I imagine her roaming down a row of banana trees, barefoot and tan, with her hair pulled up in some colorful scarf, accentuating those precision-cut cheekbones as she turns to offer a fresh-picked mango to Rex with a grin. Sun cascading down her slender arms as she reaches up to kiss him, tasting of tropical fruit and sunbeams. No wonder he fell in love with her.
“Sounds like the perfect life,” I say wistfully. “I was just telling my best friend back home that I can’t believe people live like this here. It makes my life back in New York look—” I want to say chaotic and soul-crushingly cold “—complicated. And gray. I love it there, but it’s not the same brand of magic as this island.” I wave my arms up toward the sky, which looks like a mirror image of the ocean beneath it, dotted in foamy white clouds.
She rubs Pru’s belly before kissing her upturned nose.
“That’s what I hear from Rex. He says he never wants to go back.” She smiles at me, and I swallow my shock. I thought Rex loved New York.

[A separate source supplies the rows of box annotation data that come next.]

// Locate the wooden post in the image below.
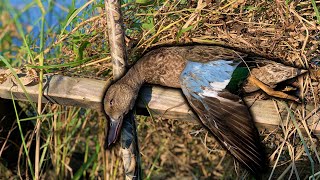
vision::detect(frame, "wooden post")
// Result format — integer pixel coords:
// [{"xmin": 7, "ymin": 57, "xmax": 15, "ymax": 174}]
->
[{"xmin": 106, "ymin": 0, "xmax": 141, "ymax": 179}]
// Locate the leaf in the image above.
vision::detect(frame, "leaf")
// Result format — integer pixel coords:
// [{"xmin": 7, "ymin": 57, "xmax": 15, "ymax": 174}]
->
[
  {"xmin": 177, "ymin": 26, "xmax": 193, "ymax": 39},
  {"xmin": 136, "ymin": 0, "xmax": 151, "ymax": 4}
]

The whole world wants to be us, Olivia , he’d say. We’re at the center of the universe here.
“Anyway, I’m blabbing on while you’re here to do something important.” She stands up. “I should let you get back to writing.”
She looks back out at the water, her crystal blue eyes searching the surf, until she spots Rex falling off his board again.
We both laugh, and she rolls her eyes at me.
“If Rex survives this morning, we’ll be back out here at five o’clock doing our happy hour thing again. Join us if you need a break from writing! And bring that hunk of a man with you, if he’s free too.” She gives me a mischievous grin, raising her brows.
I give her a half-grin, shielding my eyes from the sun, while I watch Rex take another faceful of saltwater.
If he wasn’t the man renting the townhome on the other side of my wall, this whole crazy notion of me running away to Hawaii on sabbatical to finish my script would have been working out perfectly.